In a paper scheduled to appear in Physical Review Letters, Rajagopal and colleagues report they have calculated the rate at which particles called J/psi mesons would form in the heat of the quark-gluon plasma, which dissolves them in an effect called screening. They find that the screening would vary with J/psi velocity in a particular way. "We're making a qualitative prediction that as you turn up the [velocity] you should get more effective screening," he says, resulting in fewer particles at high velocities. "Time will tell whether at a quantitative level we do as well."

Normally, researchers use a theory called quantum chromodynamics (QCD) to calculate forces between quarks. To do so, they have to make estimates that are only accurate when the force is weak, but the force between quarks in the plasma can become rather strong. In fact, physicists now believe the plasma, which was first conceived as a kind of gas, is more like a liquid.

Rajagopal and his cohorts took advantage of a 1997 discovery by particle physicist Juan Maldacena at the Institute for Advanced Study in Princeton, N.J., that a form of string theory in four dimensions of space—one more than our own—is equivalent to a QCD-like theory in three space dimensions.
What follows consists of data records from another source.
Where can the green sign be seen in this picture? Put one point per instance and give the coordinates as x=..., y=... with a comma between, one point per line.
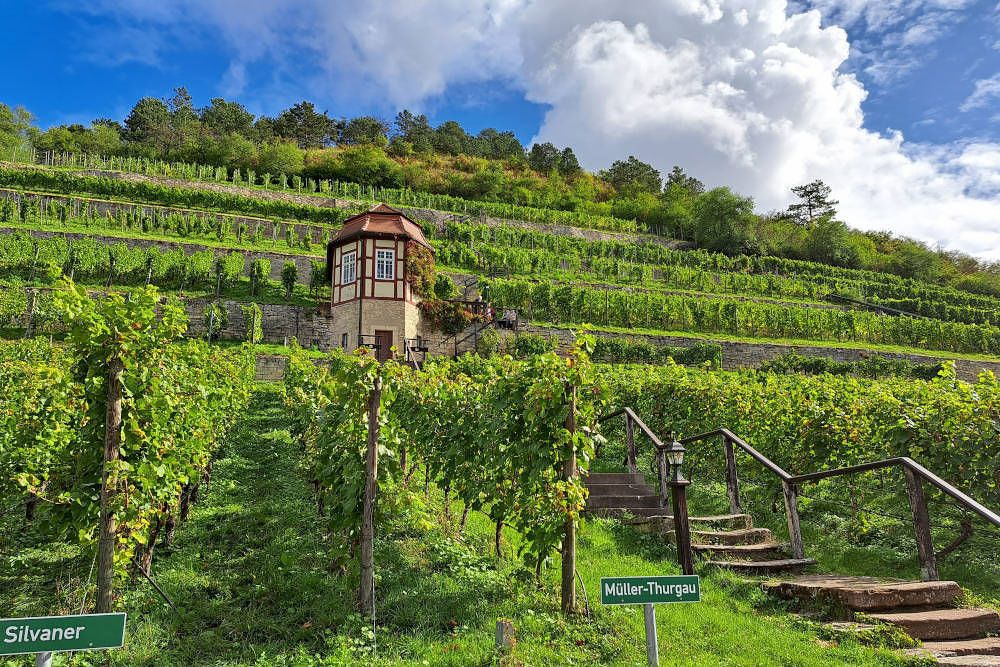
x=650, y=590
x=61, y=633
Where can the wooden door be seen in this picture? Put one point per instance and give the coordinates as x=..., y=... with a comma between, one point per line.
x=383, y=338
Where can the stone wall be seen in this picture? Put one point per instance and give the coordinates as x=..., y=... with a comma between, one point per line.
x=317, y=233
x=736, y=355
x=277, y=259
x=438, y=218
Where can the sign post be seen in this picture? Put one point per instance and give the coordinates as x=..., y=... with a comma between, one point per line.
x=45, y=635
x=649, y=591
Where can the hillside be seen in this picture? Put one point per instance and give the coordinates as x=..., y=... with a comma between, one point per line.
x=243, y=500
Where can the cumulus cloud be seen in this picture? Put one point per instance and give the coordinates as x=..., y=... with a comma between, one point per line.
x=754, y=94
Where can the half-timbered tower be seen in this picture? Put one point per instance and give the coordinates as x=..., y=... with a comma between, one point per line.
x=372, y=303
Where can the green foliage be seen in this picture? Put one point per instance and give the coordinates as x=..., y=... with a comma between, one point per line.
x=633, y=176
x=420, y=271
x=444, y=287
x=289, y=274
x=215, y=317
x=874, y=367
x=633, y=351
x=494, y=432
x=260, y=274
x=669, y=312
x=807, y=423
x=252, y=322
x=51, y=440
x=447, y=316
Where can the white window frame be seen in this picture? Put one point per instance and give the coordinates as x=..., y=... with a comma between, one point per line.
x=385, y=258
x=348, y=277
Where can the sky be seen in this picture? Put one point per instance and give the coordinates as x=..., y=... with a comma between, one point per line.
x=894, y=103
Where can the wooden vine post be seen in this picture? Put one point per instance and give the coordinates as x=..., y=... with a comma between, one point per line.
x=112, y=448
x=569, y=538
x=366, y=589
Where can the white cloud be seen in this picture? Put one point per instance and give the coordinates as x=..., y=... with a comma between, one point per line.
x=892, y=37
x=746, y=93
x=985, y=91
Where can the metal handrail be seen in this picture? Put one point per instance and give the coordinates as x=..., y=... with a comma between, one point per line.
x=902, y=461
x=638, y=422
x=726, y=433
x=915, y=474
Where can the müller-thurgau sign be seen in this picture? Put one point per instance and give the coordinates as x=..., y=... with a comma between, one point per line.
x=42, y=634
x=650, y=590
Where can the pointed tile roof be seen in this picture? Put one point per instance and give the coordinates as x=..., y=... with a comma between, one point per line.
x=381, y=219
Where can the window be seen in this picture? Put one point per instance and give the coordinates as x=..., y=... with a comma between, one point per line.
x=385, y=264
x=348, y=268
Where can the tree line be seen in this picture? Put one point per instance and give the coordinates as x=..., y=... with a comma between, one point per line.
x=493, y=166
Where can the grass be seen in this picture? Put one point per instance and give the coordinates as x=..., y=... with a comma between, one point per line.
x=253, y=579
x=792, y=342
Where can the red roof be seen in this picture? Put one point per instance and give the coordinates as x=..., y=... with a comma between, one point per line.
x=381, y=219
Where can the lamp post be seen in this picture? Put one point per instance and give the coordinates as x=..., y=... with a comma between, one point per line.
x=678, y=493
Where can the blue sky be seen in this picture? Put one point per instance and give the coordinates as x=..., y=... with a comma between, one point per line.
x=81, y=74
x=756, y=94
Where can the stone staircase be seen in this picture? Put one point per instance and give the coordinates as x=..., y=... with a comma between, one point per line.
x=925, y=610
x=728, y=540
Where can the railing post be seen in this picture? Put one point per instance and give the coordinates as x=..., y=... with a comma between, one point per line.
x=732, y=480
x=630, y=443
x=662, y=472
x=792, y=515
x=921, y=525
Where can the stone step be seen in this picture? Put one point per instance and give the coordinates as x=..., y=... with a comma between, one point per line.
x=629, y=502
x=658, y=522
x=868, y=593
x=943, y=623
x=987, y=646
x=739, y=536
x=614, y=478
x=763, y=568
x=971, y=660
x=620, y=489
x=766, y=551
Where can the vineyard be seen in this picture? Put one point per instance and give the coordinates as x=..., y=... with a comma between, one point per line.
x=122, y=386
x=365, y=512
x=348, y=190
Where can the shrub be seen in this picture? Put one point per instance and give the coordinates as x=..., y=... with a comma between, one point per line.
x=447, y=316
x=445, y=287
x=420, y=271
x=252, y=321
x=216, y=318
x=289, y=273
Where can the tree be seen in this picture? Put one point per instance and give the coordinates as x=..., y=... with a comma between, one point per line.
x=148, y=122
x=568, y=164
x=830, y=242
x=689, y=183
x=414, y=129
x=281, y=157
x=305, y=125
x=498, y=145
x=631, y=176
x=444, y=287
x=815, y=202
x=722, y=221
x=450, y=138
x=543, y=158
x=366, y=130
x=221, y=117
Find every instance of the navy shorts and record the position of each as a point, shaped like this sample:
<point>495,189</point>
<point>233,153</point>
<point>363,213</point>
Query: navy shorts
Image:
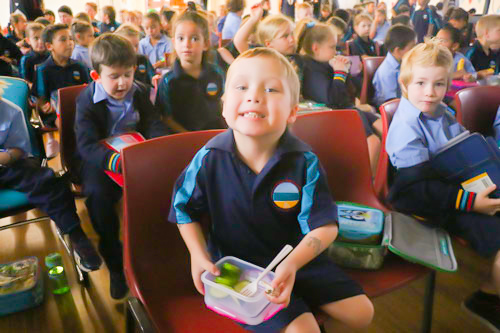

When forces become strong in this QCD-like theory, they become weak in string theory, offering an easier way to do calculations related to quarks.

Although the stringy half of Maldacena's coin includes gravity and other forces, the QCD-like half contains only gluons and similar particles that do not exist in the real world. "It's like saying you are trying to study water, but instead you are studying alcohol," Maldacena says. "We certainly know it's not the correct theory, but maybe it behaves in the same way."

Trying to fit the QCD-like theory to reality makes the results only semi-precise, Rajagopal says. But last year, the same group used this piece of string theory to estimate the degree to which quarks rocketing through the plasma would be jiggled from side to side. "What we get is in better agreement with the data than what you get with conventional methods," Rajagopal says.

Other groups have used Maldacena's result to more directly estimate the slowdown of quarks in the plasma and to gauge the plasma's viscosity.

"The idea that there might be some connection between the string theory mathematics in higher dimensions and real-world phenomena being studied at RHIC—that to me is just fascinating," says physicist William Zajc of Columbia University, who is working on an experiment at RHIC to detect J/psi particles.

Such attempts are exciting, agrees Ulrich Heinz, a theoretical physicist at Ohio State University, but he says the QCD-like theory is still too far removed from reality to be convincing. "Even if any of the numbers worked out by accident, I don't think it would validate the approach," he says. "If they predict the color of an apple, and somebody looks at a pear and finds it has the same color, would you say that the prediction was correct?"

Zajc says RHIC should be able to gather enough data in the next two years to evaluate the J/psi prediction. "It would require a fairly spectacular numerical agreement before you would argue it establishes the superiority of these methods" over more conventional calculations, he says. Finding that agreement might be tough, he notes, because J/psi screening is not measured directly but has to be inferred, leaving room for argument about its true value.